NAIROBI, April 18 (Xinhua) -- By stitching together yarns of different colors held by up to 12 loops to form fine linen which can then be used to make different kinds of clothes, Mohamed Nur is not only earning a living through a centuries-old technology but is also keeping alive the culture of his people.
For over two decades, Nur, who is in his late 50s, has been making clothes for both the young and old in Mogadishu. But things are not as rosy as they were back in the day.
"Imported clothes have swarmed the market in the recent years and Somalis are embracing them," Nur told Xinhua during a recent interview in Mogadishu.
He revealed that he had perfected the art of keeping Somalis adorned in their traditional attire for years but was worried that the craft might be giving in to modernity's onslaught.
Men, women and children's clothes are on display at Nur's shop, offering customers a wide range of choices despite the difficult times.
A new trend, which is gradually and steadily picking up in Mogadishu as Somalis abroad seek to maintain their identity in foreign lands, indicates his business can still be salvaged.
Many of them now buy the clothes to wear them abroad, keeping alive Nur's business. "Somalis who are based in foreign countries are actually the mainstay of our business," Nur said.
"Many of them are trying to revive the traditions of our forefathers and like to dress like them," he added.

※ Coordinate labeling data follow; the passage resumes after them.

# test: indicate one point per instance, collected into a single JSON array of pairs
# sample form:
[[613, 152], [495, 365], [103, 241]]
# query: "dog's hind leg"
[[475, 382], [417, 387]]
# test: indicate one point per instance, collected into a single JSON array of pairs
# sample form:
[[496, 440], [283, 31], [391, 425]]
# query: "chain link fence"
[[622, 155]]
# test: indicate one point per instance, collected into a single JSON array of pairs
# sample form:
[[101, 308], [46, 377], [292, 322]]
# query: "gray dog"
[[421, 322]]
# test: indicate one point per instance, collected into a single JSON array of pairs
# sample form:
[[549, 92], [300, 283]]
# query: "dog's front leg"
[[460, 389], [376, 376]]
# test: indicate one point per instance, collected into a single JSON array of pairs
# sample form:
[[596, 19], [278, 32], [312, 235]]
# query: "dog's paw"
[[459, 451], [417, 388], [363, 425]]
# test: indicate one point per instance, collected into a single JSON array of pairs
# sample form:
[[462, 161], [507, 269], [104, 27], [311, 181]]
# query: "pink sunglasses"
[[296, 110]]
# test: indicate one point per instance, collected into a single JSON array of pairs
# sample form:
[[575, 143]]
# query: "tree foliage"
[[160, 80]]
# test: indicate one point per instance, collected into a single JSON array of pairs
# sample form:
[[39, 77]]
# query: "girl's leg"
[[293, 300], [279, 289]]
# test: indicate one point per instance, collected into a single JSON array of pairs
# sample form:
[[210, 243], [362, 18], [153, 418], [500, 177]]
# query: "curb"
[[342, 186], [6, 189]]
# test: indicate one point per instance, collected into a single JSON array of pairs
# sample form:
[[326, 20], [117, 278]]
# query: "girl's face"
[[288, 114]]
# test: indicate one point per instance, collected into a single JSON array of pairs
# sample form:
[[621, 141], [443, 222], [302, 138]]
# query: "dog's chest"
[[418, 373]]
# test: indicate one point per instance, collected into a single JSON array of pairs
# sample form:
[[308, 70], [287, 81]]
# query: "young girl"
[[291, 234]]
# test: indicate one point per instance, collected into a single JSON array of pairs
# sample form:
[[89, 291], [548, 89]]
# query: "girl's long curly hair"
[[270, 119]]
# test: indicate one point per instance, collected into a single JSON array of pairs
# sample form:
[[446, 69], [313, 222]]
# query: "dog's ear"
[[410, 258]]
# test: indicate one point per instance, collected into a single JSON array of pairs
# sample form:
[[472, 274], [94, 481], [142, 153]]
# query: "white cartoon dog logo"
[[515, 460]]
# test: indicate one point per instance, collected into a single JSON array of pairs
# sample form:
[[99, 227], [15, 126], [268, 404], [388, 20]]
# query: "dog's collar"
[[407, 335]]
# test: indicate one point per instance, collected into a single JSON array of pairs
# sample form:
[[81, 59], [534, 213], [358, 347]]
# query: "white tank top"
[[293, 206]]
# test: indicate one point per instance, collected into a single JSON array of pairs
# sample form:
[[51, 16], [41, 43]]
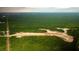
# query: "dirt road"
[[64, 36]]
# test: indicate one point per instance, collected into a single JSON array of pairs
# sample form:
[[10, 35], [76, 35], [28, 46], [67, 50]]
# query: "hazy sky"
[[40, 3], [25, 9]]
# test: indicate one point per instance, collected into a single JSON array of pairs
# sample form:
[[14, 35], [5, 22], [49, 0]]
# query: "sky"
[[40, 5]]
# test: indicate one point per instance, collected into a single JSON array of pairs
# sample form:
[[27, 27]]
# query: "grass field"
[[32, 22]]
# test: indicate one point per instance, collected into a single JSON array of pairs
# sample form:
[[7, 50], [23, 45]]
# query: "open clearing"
[[64, 36]]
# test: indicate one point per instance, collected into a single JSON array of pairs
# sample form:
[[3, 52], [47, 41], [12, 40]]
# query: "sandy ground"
[[62, 35]]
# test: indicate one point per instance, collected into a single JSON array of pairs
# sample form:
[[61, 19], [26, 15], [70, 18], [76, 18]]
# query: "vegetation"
[[32, 22]]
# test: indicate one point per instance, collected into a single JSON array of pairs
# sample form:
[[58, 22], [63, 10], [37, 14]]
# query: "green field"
[[32, 22]]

With a population of about 2 million, Somalis spread across the globe and Nur's business seemed to stare at a bright future.
Online shops and design outlets mainly in the UK run by Somali designers are giving the Somali traditional wear a global outlook, reinforcing Nur's bid for the promotion of traditional wear despite the change of times and globalization.
However, there are challenges. The big ones for Nur is that there are hardly any young people who are willing to take up the trade.
Stitching yarn in up to 12 loops to make a cloth could prove a daunting task for today's young people who can achieve a similar result with modern technology.
"I learnt this craft from my father and with several years of practice I am now well versed and can do this with a lot of confidence," said Nur.
"That was a time of glory when Somalis, both young and old, were proud to be clad in traditional attire," added the entrepreneur.
While people going abroad is a main source of customers for Nur, there are still many Somalis especially elderly ones whose loyalty cannot be overturned, despite the dramatic shift from traditional clothing to imported ones.
"I like the traditional wear because it's durable and more comfortable," 57-year-old Ismael Ahmed told Xinhua.
"Imported clothes don't last for long," he added. But Ahmed seems not to find company in his children who find the clothes old fashioned.
"I try to buy the clothes for my children but they don't like them. They tell me they are not old as me. The young generations does not understand the value and importance of these clothes," said Ahmed.
Nur can still find a few young customers nearby who attach some significance to his products.
"I like to wear these clothes on Friday but not on a daily basis. We need some awareness about the traditional wear among young people," said Abdullahi Dahir, a 24-year-old university student.
Nur's business is among the many other enterprises in Somalia, which survived the civil war of some two decades, and is a testimony that resilience pays off in the long run.
For that matter, passing the baton to a younger generation can be the ultimate insurance to Nur's family dream of securing place for the Somali traditional outfit in the modern era.